Но россказнями это, конечно же, не оказалось.

Когда солдаты Мэвы с грозным ревом ворвались в деревеньку, все было уже почти кончено: полыхали хаты, святилище Вечного Огня чуть дальше тоже занялось, приносимое в жертву своему богу. Солдаты в черном с золотом, ругаясь на своем лающем наречии, почти все побросали оружие, увидя несущуюся на них силу, блеск оружия, раззявленные в крике рты копейщиков, услышав свист стрел и пращей.
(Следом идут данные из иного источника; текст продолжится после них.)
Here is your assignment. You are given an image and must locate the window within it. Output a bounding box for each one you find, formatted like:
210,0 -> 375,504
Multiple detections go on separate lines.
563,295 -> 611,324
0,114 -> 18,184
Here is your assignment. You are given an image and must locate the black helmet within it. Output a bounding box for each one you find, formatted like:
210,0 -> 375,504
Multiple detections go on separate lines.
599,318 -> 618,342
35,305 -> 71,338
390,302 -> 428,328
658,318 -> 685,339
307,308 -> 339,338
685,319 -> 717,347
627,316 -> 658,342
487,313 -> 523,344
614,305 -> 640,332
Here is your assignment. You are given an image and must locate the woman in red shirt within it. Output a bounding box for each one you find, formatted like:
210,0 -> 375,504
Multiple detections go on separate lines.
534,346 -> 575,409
Мэва сама пролетела по улочкам на опьяненном скачкой коне, грозно взмахивая мечом; к сожалению или к счастью, но его не пришлось искупать ни в чьей крови: нильфгаардцы сдавались, отступали, роняли в грязь и копоть оружие.

Отряд Гаскона потрепало не так сильно, как ей подумалось сначала, когда картина горящей деревни и чадящего столба дыма бросилась в глаза: многие были на ногах и несли раненых товарищей на себе, упрямо таща их на горбу — с отборной руганью и проклятиями. Лежащие нифгаардцы ежились колючками стрел, их было больше — на первый и очень беглый взгляд.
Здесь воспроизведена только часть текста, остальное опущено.